I wish to implement CDC on the three listed User* record types such that at the end, I have an up-to-date KTable with all user information.

How can I do this in ksqlDB? Since, as far as I know, Debezium and other CDC connectors also source their data from a single topic, I at least know it should be possible.

I've been reading through the Confluent docs for a while now, but I can't seem to find anything quite pertinent to my use case (CDC using existing topic). If there is anything I've overlooked, I would greatly appreciate a link to the relevant documentation as well.

I assume that, at the very least, the records must have the same key for ksqlDB to be able to match them. So my questions boil down to:

  1. How would I teach ksqlDB which is an insert, an update and a delete?
  2. Is the key matching a hard requirement, or are there other join/match predicates that we can use?

One possibility that I can think of is basically how CDC already does it: treat each incoming record as a new entry so that I can have something like a slowly changing dimension in the KTable, grouping on the key and selecting entries with e.g. the latest timestamp.

So, is something like the following:

CREATE TABLE users AS
    SELECT user.user_id,
           latest_by_offset(user.name) AS name,
           latest_by_offset(user.email),
           CASE WHEN record.key = UserDeleted THEN true ELSE FALSE END,
           user.timestamp,
           ...
    FROM users
    GROUP BY user.user_id
    EMIT CHANGES;

possible (using e.g. ROWKEY for record.key)? If not, how does e.g. Debezium do it?


Solution

  • The general pattern is to not have different schema types; just User.
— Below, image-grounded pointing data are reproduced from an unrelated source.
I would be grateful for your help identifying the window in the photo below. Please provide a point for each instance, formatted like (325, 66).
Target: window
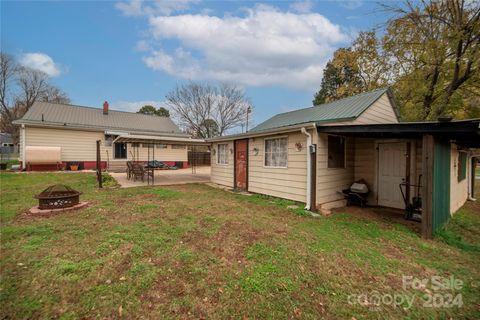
(336, 152)
(462, 166)
(222, 157)
(108, 140)
(120, 151)
(276, 151)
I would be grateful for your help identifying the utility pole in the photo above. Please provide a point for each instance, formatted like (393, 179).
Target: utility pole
(99, 165)
(249, 110)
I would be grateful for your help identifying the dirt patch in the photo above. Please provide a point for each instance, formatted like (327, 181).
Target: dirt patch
(228, 244)
(386, 216)
(35, 212)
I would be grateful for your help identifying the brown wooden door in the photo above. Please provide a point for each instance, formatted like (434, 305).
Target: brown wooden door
(241, 157)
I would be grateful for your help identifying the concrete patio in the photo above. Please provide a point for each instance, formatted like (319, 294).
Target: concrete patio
(166, 177)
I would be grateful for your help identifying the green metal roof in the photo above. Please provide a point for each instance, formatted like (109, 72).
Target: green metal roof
(66, 115)
(341, 110)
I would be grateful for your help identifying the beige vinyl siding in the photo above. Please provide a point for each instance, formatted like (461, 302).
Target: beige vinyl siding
(330, 182)
(290, 182)
(78, 145)
(458, 189)
(381, 111)
(222, 173)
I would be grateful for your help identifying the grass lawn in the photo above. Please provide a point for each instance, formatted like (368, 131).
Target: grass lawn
(193, 251)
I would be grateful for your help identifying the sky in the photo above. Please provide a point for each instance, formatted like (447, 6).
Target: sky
(134, 52)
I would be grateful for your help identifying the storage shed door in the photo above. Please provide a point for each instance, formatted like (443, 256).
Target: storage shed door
(241, 158)
(392, 166)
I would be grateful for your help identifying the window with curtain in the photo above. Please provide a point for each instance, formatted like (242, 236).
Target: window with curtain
(276, 152)
(222, 154)
(336, 152)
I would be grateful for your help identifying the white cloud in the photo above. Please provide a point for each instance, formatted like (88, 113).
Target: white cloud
(137, 8)
(302, 6)
(134, 106)
(142, 46)
(264, 47)
(350, 4)
(42, 62)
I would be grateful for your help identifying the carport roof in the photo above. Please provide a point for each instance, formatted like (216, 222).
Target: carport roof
(131, 138)
(463, 132)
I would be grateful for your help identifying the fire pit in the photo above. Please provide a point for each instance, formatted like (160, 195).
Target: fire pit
(58, 196)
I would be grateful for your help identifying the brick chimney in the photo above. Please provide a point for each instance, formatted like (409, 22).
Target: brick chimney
(105, 107)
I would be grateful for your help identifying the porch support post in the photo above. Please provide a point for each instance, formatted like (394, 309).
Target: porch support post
(22, 132)
(428, 148)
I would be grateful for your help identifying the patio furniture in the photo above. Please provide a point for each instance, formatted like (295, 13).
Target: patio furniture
(139, 172)
(159, 165)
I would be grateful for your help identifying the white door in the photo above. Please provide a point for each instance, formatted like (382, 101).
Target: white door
(392, 166)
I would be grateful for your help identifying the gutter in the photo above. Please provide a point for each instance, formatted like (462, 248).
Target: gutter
(24, 165)
(56, 125)
(308, 203)
(252, 134)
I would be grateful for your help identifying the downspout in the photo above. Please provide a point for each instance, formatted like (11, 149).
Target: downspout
(24, 165)
(308, 204)
(471, 175)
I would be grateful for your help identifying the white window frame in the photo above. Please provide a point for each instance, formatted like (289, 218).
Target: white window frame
(344, 152)
(265, 152)
(218, 154)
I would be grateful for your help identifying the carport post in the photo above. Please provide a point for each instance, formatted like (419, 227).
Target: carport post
(153, 169)
(99, 165)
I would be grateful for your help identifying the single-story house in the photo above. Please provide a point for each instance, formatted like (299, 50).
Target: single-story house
(310, 155)
(7, 144)
(54, 134)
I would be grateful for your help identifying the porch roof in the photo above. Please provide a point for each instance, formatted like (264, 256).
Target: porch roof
(464, 132)
(130, 138)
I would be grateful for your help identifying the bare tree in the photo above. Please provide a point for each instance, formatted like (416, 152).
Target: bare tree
(20, 87)
(207, 111)
(55, 95)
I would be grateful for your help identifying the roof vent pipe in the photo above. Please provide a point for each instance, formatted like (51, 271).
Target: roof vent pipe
(105, 107)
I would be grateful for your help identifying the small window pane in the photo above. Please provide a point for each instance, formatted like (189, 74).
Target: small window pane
(336, 152)
(108, 140)
(276, 152)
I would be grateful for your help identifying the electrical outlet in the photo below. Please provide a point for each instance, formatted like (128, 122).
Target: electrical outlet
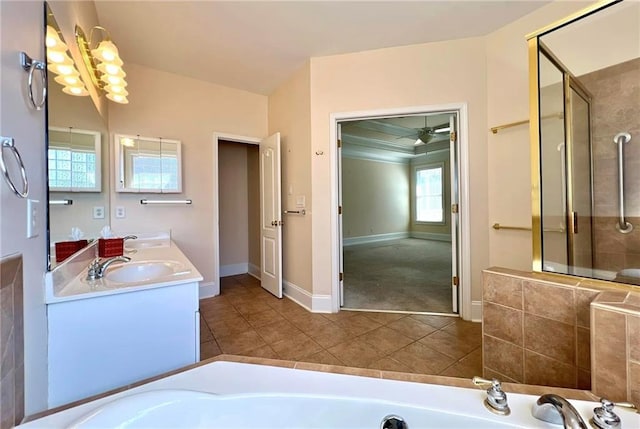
(33, 211)
(98, 212)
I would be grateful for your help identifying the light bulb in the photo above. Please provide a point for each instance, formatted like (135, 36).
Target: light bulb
(62, 69)
(113, 80)
(111, 69)
(70, 80)
(75, 90)
(114, 89)
(107, 52)
(117, 98)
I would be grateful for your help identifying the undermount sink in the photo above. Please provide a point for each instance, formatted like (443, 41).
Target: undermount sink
(144, 271)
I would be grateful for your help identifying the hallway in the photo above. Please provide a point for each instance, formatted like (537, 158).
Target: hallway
(245, 320)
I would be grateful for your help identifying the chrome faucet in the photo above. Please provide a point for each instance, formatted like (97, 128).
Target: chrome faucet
(557, 410)
(496, 400)
(97, 268)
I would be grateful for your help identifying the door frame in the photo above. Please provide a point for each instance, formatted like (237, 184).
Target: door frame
(217, 136)
(464, 261)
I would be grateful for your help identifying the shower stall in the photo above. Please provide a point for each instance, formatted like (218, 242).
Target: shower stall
(589, 147)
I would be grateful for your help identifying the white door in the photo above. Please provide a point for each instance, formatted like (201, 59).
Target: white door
(271, 215)
(455, 208)
(341, 263)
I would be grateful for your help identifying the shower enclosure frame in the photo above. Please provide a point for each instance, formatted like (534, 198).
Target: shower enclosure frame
(570, 85)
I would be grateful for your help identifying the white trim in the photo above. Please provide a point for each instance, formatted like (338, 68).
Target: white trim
(208, 289)
(374, 238)
(476, 311)
(431, 236)
(465, 250)
(234, 269)
(254, 271)
(216, 206)
(313, 303)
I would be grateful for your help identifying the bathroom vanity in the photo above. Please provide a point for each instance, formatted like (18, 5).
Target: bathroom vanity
(140, 320)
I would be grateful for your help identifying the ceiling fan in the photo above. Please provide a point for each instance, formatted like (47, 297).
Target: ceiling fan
(427, 133)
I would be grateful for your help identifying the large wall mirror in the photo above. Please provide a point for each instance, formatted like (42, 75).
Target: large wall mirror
(585, 128)
(78, 159)
(147, 164)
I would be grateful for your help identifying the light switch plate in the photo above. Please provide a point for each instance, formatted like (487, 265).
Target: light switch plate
(33, 212)
(98, 212)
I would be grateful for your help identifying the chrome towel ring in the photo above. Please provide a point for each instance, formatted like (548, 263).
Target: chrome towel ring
(32, 66)
(8, 143)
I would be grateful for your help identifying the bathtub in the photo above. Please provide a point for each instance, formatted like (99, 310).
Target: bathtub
(239, 395)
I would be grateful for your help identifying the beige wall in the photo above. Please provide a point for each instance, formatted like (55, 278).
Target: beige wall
(393, 78)
(167, 105)
(509, 169)
(438, 158)
(22, 29)
(233, 203)
(289, 114)
(375, 197)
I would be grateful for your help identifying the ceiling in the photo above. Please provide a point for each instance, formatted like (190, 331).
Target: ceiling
(394, 138)
(257, 45)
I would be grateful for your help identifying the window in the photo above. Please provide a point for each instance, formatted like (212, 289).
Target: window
(154, 172)
(71, 169)
(429, 194)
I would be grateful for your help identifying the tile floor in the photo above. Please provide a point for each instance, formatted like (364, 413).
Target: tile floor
(246, 320)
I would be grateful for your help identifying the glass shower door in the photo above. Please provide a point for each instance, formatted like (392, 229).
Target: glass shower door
(579, 181)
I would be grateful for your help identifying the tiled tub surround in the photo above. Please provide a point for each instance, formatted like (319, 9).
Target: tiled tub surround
(615, 321)
(536, 327)
(615, 109)
(11, 342)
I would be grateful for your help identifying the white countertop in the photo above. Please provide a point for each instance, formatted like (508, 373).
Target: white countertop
(62, 286)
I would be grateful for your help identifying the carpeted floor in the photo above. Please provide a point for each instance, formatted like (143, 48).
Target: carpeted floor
(398, 275)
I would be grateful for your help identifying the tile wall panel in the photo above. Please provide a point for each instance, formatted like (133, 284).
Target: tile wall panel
(11, 342)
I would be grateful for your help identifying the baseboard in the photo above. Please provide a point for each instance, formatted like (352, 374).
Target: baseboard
(208, 289)
(374, 238)
(313, 303)
(476, 311)
(431, 236)
(254, 271)
(234, 269)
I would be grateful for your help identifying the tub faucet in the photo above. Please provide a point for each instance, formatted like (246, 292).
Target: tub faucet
(496, 400)
(97, 268)
(557, 410)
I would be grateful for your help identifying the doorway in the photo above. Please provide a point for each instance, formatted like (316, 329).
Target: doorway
(261, 173)
(239, 208)
(400, 180)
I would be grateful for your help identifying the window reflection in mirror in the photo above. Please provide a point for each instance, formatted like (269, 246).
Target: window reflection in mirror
(74, 160)
(68, 154)
(146, 164)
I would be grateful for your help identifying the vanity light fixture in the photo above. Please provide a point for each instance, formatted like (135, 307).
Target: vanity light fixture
(104, 64)
(59, 62)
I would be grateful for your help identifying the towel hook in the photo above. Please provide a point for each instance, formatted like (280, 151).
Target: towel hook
(31, 66)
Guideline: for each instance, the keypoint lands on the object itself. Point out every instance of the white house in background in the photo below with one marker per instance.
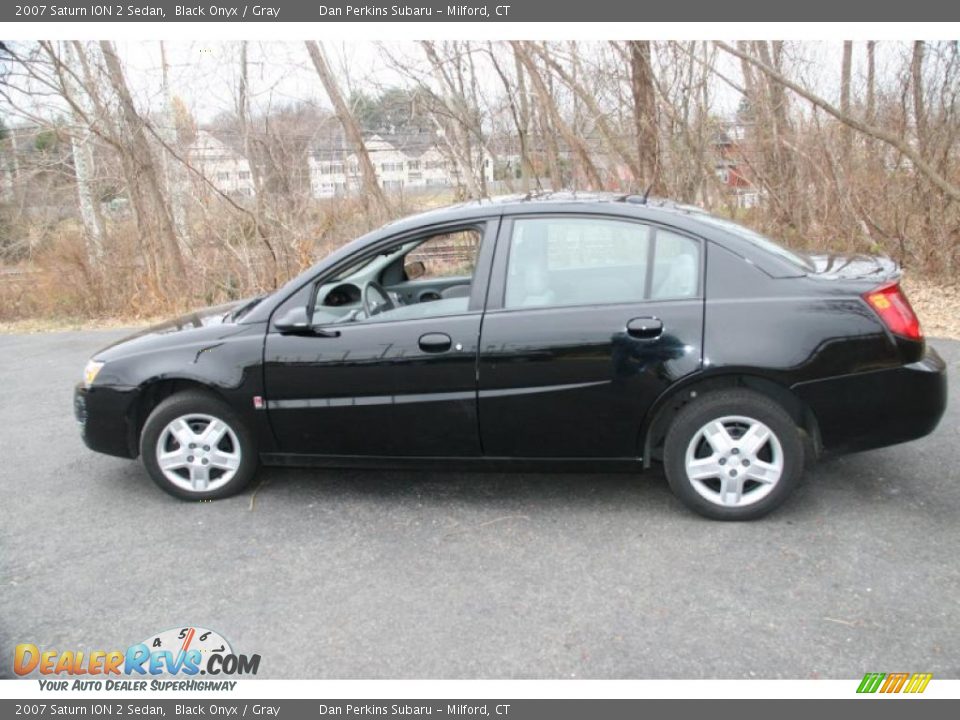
(402, 162)
(225, 168)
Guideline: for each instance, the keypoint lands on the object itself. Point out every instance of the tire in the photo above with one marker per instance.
(741, 473)
(218, 455)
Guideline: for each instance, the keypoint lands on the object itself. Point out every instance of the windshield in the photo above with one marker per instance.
(764, 243)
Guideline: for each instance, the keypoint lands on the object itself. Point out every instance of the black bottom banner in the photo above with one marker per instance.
(873, 708)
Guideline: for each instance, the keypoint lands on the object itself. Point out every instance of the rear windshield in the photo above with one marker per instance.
(761, 241)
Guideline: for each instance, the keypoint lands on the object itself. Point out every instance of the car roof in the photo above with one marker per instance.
(544, 201)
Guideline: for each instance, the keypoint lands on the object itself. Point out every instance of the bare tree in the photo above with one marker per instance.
(939, 181)
(81, 140)
(548, 107)
(373, 197)
(142, 156)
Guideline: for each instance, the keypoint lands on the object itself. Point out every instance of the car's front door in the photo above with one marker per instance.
(589, 319)
(399, 383)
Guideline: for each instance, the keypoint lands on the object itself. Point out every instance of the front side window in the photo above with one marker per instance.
(560, 261)
(431, 276)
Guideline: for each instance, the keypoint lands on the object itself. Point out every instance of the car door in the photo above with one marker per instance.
(401, 383)
(589, 319)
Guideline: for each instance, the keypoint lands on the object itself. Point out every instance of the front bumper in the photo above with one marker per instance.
(878, 408)
(107, 418)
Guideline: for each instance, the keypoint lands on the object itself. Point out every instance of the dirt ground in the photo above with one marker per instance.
(937, 305)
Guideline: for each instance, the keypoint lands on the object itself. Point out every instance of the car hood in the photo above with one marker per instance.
(198, 326)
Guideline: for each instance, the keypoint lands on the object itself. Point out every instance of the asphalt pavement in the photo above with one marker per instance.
(363, 574)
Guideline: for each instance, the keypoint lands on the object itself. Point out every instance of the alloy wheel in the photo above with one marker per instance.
(734, 461)
(198, 453)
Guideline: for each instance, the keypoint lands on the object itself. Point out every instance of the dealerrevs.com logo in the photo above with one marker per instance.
(155, 664)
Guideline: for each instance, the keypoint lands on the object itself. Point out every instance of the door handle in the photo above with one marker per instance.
(435, 342)
(645, 328)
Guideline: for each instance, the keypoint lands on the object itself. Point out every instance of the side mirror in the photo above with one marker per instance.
(296, 322)
(293, 322)
(415, 270)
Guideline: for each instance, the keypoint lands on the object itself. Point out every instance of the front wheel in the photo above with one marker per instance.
(733, 455)
(196, 447)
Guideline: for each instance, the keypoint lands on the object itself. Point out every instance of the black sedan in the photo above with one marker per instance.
(560, 331)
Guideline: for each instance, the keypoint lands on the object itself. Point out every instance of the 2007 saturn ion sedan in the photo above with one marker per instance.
(589, 332)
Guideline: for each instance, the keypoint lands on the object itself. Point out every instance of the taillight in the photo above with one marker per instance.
(894, 309)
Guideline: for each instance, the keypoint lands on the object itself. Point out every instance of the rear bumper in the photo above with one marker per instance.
(107, 419)
(879, 408)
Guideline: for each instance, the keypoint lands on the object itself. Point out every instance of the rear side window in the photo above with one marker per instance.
(591, 261)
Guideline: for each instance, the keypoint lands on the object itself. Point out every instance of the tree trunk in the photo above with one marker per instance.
(644, 114)
(549, 108)
(939, 181)
(919, 113)
(142, 156)
(871, 80)
(845, 71)
(84, 169)
(373, 197)
(173, 171)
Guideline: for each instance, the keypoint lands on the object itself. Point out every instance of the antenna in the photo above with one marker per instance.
(647, 193)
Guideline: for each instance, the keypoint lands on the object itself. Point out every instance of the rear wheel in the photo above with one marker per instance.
(196, 447)
(733, 455)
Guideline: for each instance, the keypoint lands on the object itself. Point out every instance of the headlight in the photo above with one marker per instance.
(90, 372)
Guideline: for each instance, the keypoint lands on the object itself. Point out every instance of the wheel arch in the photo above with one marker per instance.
(665, 408)
(152, 393)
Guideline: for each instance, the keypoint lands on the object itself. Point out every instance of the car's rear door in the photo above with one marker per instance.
(589, 318)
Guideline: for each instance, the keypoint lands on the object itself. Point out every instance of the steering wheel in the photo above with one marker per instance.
(374, 306)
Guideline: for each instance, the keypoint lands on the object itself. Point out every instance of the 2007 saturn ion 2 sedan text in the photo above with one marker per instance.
(592, 332)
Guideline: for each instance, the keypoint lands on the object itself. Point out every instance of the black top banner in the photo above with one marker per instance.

Then, the first record of any unique key (userid, for example) is an insert. Afterwards any non null values for the same key are updates (generally requiring all fields to be part of the value, effectively going a "replace" operation in the table). Deletes are caused by sending null values for the key (tombstone events).

    If you have multiple schemas, it might be better to create a new stream that nulls out any of the delete events, unifies the creates and updates to a common schema that you want information for, and filter event types that you want to ignore.

    how does e.g. Debezium do it?

    For consuming data coming from Debezium topics, you can use a transform to "extract the new record state". It doesn't create any tables for you.